Data on the frontend: a step towards future applications

The client-server architecture for web application developers is about as one of the turtles on which the world stood in the views of our ancestors. It is difficult to imagine a different state of affairs. However, countless web applications have created a new need - data management in the frontend. While there is no single approach and implementation, there are only separate technologies that allow working with data on the client. Nobody really bothers with them. And by the way, it's time. We already talked with Nikita Prokopov aka tonsky about what is already in terms of working with data on the front end and what will happen next.

- Nikita, hello! Tell me a few words about yourself, what are you doing?

- I work for Cognician , a web-based educational and training platform. I'm doing front-end and partially backend there.
')
- In the annotation to your report on HolyJS it is written that you are Clojure-hacker ...

- This is due to the fact that I have been writing on Clojure for several years, probably four years. All my recent work has been on Clojure, there is a certain expertise.

- If you walk through Habra, then immediately noticeable that Clojure is much less common than other programming languages. At the same time, it uses JVM, integrates with Java in both directions, has a number of advantages. What can you do on it and who can Clojure do?

- Yes, indeed, Clojure has some minor problems with popularity compared to, for example, Scala, which is doing well in this regard. But Clojure in the shade. However, this is not some marginal language, it is still relatively widespread. There are some cool ideas in it.
Clojure has become a pioneer of left and right immunity, it has cool primitives for synchronizing multi-threaded parallel programs, it can compile into JavaScript. Clojure and ClojureScript for JVM and JavaScript go hand in hand, you can write code that works both there and there. This is a general purpose language, recommended for anyone who does not need super low latency or super predictability, as in real-time systems. It gradually finds its application in the corporate sector - in Boeing and Walmart they write code on it, that is, quite a serious business decides to switch to Clojure.

- The subject of the report declared by you is “Data on the frontend”. What kind of data is it and who needs it at all?
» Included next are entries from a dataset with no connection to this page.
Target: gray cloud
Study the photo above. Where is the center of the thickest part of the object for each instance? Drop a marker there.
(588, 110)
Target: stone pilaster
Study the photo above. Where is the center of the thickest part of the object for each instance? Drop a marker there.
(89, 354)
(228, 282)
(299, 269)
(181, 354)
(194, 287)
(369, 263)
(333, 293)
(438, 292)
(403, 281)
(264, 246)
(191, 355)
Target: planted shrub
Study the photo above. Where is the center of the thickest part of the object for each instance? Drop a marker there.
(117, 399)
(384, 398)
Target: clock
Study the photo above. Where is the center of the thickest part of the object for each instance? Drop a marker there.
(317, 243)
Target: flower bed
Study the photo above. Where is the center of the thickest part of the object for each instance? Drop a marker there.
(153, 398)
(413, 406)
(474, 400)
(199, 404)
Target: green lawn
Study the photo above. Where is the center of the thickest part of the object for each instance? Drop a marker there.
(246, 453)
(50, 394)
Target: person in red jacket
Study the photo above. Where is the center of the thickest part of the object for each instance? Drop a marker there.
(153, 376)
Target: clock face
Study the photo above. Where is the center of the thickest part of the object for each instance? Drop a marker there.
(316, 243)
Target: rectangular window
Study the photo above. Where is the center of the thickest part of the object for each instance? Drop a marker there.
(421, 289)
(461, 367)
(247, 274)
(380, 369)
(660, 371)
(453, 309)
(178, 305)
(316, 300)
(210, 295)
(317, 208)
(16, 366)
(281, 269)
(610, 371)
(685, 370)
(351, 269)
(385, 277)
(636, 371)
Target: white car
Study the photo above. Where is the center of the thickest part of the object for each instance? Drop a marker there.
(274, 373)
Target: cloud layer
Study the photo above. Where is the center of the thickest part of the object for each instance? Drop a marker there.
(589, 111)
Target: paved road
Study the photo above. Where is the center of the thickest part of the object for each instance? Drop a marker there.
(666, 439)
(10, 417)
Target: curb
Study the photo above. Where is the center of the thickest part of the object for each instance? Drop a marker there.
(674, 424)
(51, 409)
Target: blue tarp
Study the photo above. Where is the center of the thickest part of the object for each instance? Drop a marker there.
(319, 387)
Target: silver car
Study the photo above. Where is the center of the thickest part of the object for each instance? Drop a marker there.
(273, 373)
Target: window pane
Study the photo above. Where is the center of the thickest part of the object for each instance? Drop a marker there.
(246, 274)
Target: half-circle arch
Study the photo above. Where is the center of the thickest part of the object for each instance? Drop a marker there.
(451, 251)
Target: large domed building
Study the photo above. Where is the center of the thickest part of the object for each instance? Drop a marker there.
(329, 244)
- There is such a story - I started working on the front-end seriously a year or so ago, before that, the emphasis was mainly on the server side. Now there is a growing trend that applications can be written in the browser and they really can be written there. But while the frontend culture has not grown to those approaches that have long existed on the server. Writing applications on the front end is a big front of work: what to do and how to do it. Some problems are already clear how to solve, some - not yet. One of these problems is how to store data? There are many options on the server: the file system, the database, can be stored in memory or in caches. And on the client it is not very clear: there are ad hoc solutions (as God will per capita, save somewhere in local storage or in variables), you can try to use databases that are also for the client, but they are much smaller. Applications become more and more, they need to work with data. This is a serious task requiring a system response, architecture search. In the report, I just want to consider what approaches already exist, what are their pros and cons.

- And what will happen to the backend? Will it remain or will it not be necessary?

- Of course, it continues to exist, because web applications are ephemeral: you have gone and gone, but you want your data to be preserved. There remains a client-server architecture, perhaps a database-server-client, and maybe in the future sometime just a database-client will appear, this is also one of the possible options. Having a server is one of the most interesting moments: when the server is working with data, it is in greenhouse conditions, and the client is in a wild environment, plus the user is looking at it. Just because of this, many problems arise, how to do it well. That is, I want the application to load quickly, work offline, etc., and how to do it is not very clear. If you tense up and do it specifically for yourself, then something can happen with great effort. But sooner or later, I think, there will be some system solutions that can be taken "off the shelf" and used.

- It's hard for me to imagine. Somehow familiar: there is an application, for example, some kind of web-based CRM, the client sends data to the server, everything is as usual. And here again - and you need to manage data on the frontend. When, when developing what type of applications, is it time to think about data on the frontend?

- If we are talking about the application (graphics editor, something terribly interactive), then as soon as the site / application becomes dynamic, it immediately becomes necessary to manage data on the frontend.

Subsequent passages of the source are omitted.